Storia dell'articolo
Chiudi
Questo articolo è stato pubblicato il 25 maggio 2010 alle ore 16:50.
La Corea del Nord agita lo spettro della guerra e rompe tutti i rapporti con Seul, rifiutando qualsiasi dialogo per il restante mandato del presidente Lee Myung-bak ed espellendo i 2mila dipendenti sudcoreani dall'area industriale di Kaesong. Che la pace sia affidata a un fragile equilibrio è testimoniato dal fatto che i rapporti bilaterali saranno regolati «dalle leggi in tempo di guerra». Pyongyang ha accusato la marina militare di Seul di avere violato la propria frontiera, penetrando nelle sue acque territoriali.
Il "caro leader" Kim Jong-il, secondo il gruppo di rifugiati nordcoreani a Seul, North Korea Intellectuals Solidarity (Nkis), ha ordinato la massima allerta alle truppe, con «soldati sul piede di guerra» e «pronti a combattere se attaccati»: uno scenario sufficiente a far crollare la piazza finanziaria di Seul e il won, scivolato ai minimi da luglio 2009 sul dollaro.
La brusca svolta è giunta mentre la Corea del Sud, in pressing sulla Cina, ha strappato alla Russia l'impegno per «consultazioni ravvicinate», negli sforzi per ottenere una condanna internazionale con nuove sanzioni delle Nazioni Unite contro il Nord, ritenuto responsabile dell'affondamento della corvetta Cheonan, in cui sono morti 46 marinai. Seul ha promesso di voler «far pagare» al Nord «il prezzo» dell'affondamento della Cheonan, il 27 marzo scorso, chiedendo all'Onu delle nuove sanzioni contro Pyongyang e sospendendo le relazioni commerciali bilaterali.
Wu Dawei, rappresentante speciale di Pechino per gli affari della penisola coreana, ha incontrato oggi a Seul il ministro degli Esteri sudcoreano, Yu Myung-hwan, e il capo dei colloqui sul nucleare, Wi Sung-lac, sulla situazione venutasi a creare nella penisola.
«La posizione cinese appare ancora poco chiara», ha detto in forma anonima all'agenzia Yonhap, un funzionario di Seul. «Quello su cui ha puntato la controparte cinese è stata principalmente il mantenimento della stabilità e della pace».

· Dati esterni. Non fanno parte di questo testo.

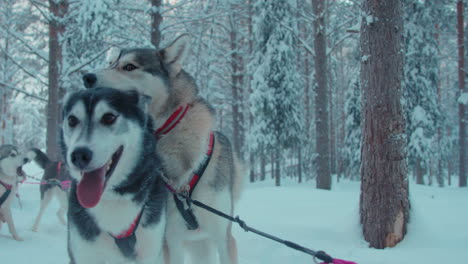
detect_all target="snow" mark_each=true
[0,165,468,264]
[458,93,468,105]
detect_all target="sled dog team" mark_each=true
[0,35,244,264]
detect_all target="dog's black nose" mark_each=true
[71,147,93,169]
[83,73,97,88]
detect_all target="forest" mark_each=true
[0,0,468,258]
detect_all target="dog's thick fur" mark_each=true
[0,145,29,241]
[83,35,244,264]
[29,148,71,232]
[62,88,168,264]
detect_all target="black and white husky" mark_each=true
[83,35,245,264]
[62,88,167,264]
[0,145,30,241]
[28,148,71,232]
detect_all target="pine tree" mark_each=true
[248,0,303,185]
[342,75,362,180]
[360,0,410,248]
[403,0,440,184]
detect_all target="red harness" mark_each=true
[0,181,13,190]
[154,104,190,137]
[113,209,143,239]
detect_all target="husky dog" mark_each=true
[83,35,247,264]
[0,145,29,241]
[29,148,71,232]
[61,88,168,264]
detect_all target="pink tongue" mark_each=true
[76,166,106,208]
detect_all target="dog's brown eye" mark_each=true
[122,63,138,71]
[101,113,117,126]
[68,115,80,128]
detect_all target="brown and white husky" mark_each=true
[83,35,244,264]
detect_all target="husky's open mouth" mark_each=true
[76,146,123,208]
[16,166,26,177]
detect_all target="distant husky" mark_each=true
[83,35,243,264]
[30,148,71,232]
[61,88,168,264]
[0,145,30,241]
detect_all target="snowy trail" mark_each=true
[0,165,468,264]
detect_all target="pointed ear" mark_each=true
[159,34,190,77]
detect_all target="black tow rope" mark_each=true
[177,193,333,263]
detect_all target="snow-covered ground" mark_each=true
[0,165,468,264]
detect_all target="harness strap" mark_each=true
[57,161,62,176]
[154,104,190,137]
[0,181,13,190]
[166,132,215,230]
[0,181,13,207]
[109,207,145,259]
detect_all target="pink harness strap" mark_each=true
[320,259,357,264]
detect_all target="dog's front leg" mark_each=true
[3,208,23,241]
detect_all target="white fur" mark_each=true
[63,94,166,264]
[0,148,25,241]
[87,35,243,264]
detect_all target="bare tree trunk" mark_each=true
[274,147,281,186]
[312,0,331,190]
[434,24,445,187]
[328,81,336,174]
[457,0,466,187]
[270,149,275,179]
[46,0,68,160]
[150,0,162,49]
[297,146,302,183]
[260,154,266,181]
[247,0,254,182]
[415,158,424,184]
[360,0,410,248]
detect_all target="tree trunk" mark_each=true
[230,27,241,153]
[312,0,331,190]
[249,154,255,182]
[360,0,410,248]
[150,0,162,49]
[415,158,424,184]
[275,147,281,186]
[260,154,266,181]
[457,0,467,187]
[328,79,336,174]
[46,0,68,160]
[297,146,302,183]
[270,149,275,179]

A differenza di altri Paesi, Pechino, l'alleato più stretto del regime di Kim Jong-il, non ha preso posizione sull'accaduto dopo che giovedì una commissione internazionale di esperti ha attribuito a un siluro di Pyongyang la causa della tragedia costata la vita a 46 marinai. Gli incontri di Seul, ha aggiunto la fonte, sono serviti a Wu per promuovere «la comprensione reciproca: credo che si debba aspettare più di quanto si poteva ipotizzare prima di vedere la posizione cinese».